After inheiriting glass, I switched to the Better Bottles. I'm sure this will be a long thread, and everyone has their sworn allegiances to either glass or plastic. If you read the BB website, there's nothing really bad that can be said, except price. If you go the cheap route and use regular water cooler bottles, beware of the petrochemicals and other nasties that the bottles are made of. They're not meant for long-term storage of anything, especially the cheaper ones with the "7" for their recycling sort number.


----------



## cpfan (Apr 21, 2007)

Personally I think there is a place for both plastic & glass carboys. So let's consider some questions....

1) will you be making beer & wine in the same carboy? if so, get glass. Or dedicate a set of plastic for beer.

2) will you be making strong flavoured fruit wines, like the mist wines? if so, get glass. Most mist instructions recommend glass after the fruit pack is added.

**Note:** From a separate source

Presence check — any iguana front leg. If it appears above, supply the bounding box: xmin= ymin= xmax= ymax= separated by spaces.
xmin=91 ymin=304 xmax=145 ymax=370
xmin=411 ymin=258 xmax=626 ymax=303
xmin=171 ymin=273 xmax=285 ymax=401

3) will you be aging the wine in a carboy? If so, get glass because it is less porous to air (ie oxygen).

4) will you have trouble lifting a full glass carboy? (5? pounds heavier) if so, get plastic.

The plastic carboys are good for short term storage, they aren't breakable, & they're lighter.

The glass carboys don't absorb flavours, and are less porous to air.

Note, I do NOT accept the water jugs as a wine carboy. They may be fine, but they are designed to hold water not alcohol. Maybe I'm just conservative. Also they are usually 18.9 litres, and I need 23 litre carboys.

I currently have access to three different styles of plastic carboys. My comments principally refer to the Wedco carboys (opaque, #7.5 or #8 bung), and to the Spagnols carboy (#11 bung). I have no experience with the Better Bottles (nice & clear, #10 bung).

Steve


----------



## Caplan (Apr 21, 2007)

I've only ever heard good reports for the Better Bottle plastic carboys - I've (finally!) seen them for sale locally in the last 6 months or so. I'll be buying one over glass when I need another carboy.


----------



## lockwood1956 (Apr 28, 2007)

I've seen them in Leyland home brew,(I travel all over in my work and visit homebrew shops wherever I go) they are cheaper than glass and lighter.

The better bottles seems to come out at 22.5 litres, so quite good for racking into, but because I am using a mityvac for extra help in degassing, they are no good for this, I've kind of gone off them. 

regards
Bob


----------